Questa è pur doglia, ch’ogni doglia avanza;
     50E sovra ogni credenza in me può tanto,
     Ch’i’ ne torrei morir per minor pena.
     E peggio or è, che for d’ogni speranza
     I’ vivo, che cessar mai debbia il pianto,
     Ch’esce dagli occhi miei con larga vena.
     55Ahi! vita amara, e piena
     D’aspri tormenti! I’ veggio ben ch’omai
     Sperar non debbo più diletto, o gioia,
     Ma sol angoscia, e noia,
     Che con dogliosi, e sempiterni lai
     60Mi tengan sempre fin ch’io viva in guai.
Che se per morbo il mio figliuol la vita
     Finita avesse, a poco a poco quale
     Suol avvenir in tal età sovente,
     Forse ch’all’aspro mio dolor aìta
     65Darei. Ma quand’i’ penso all’alte scale
     Cagion della rovina sì repente,
     Mancami allor la mente,
     Nè come viva resti dir saprei.
     Ahimè figliuolo! ahimè figliuol mio caro!

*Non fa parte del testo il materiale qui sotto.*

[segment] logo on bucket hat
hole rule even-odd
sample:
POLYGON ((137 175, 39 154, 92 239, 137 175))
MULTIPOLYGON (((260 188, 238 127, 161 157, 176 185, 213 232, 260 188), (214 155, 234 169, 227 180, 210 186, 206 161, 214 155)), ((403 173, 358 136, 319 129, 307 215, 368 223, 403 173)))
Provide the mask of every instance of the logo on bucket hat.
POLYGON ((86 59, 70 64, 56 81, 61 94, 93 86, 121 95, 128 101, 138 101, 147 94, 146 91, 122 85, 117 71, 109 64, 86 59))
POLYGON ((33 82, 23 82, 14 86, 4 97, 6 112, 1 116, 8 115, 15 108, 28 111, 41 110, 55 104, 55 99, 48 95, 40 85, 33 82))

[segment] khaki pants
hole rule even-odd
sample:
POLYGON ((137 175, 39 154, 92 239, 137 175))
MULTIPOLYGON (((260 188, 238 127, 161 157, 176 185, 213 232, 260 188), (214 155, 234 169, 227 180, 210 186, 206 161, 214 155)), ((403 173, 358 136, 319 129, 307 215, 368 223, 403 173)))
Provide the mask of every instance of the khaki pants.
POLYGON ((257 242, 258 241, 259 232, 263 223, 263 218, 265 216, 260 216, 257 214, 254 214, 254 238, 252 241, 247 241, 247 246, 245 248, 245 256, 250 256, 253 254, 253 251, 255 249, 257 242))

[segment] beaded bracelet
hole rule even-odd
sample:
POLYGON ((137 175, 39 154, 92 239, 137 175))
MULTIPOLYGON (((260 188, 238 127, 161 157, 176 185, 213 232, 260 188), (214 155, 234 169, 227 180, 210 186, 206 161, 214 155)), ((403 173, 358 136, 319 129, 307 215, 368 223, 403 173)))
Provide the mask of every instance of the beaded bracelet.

     70In tanto duol amaro
     Il resto lasci delli giorni miei,
     Che se morta non fossi i’ ne morrei.
Or quando mai potrò, figliuol vederti?
     Che senza te la vita non m’aggrada,
     75Ove mai sempre il cor doglioso geme?
     Lassa! che non feci io per ritenerti?
     Ma non puote Esculapio, o Apollo a bada
     L’alma tener in tante doglie estreme.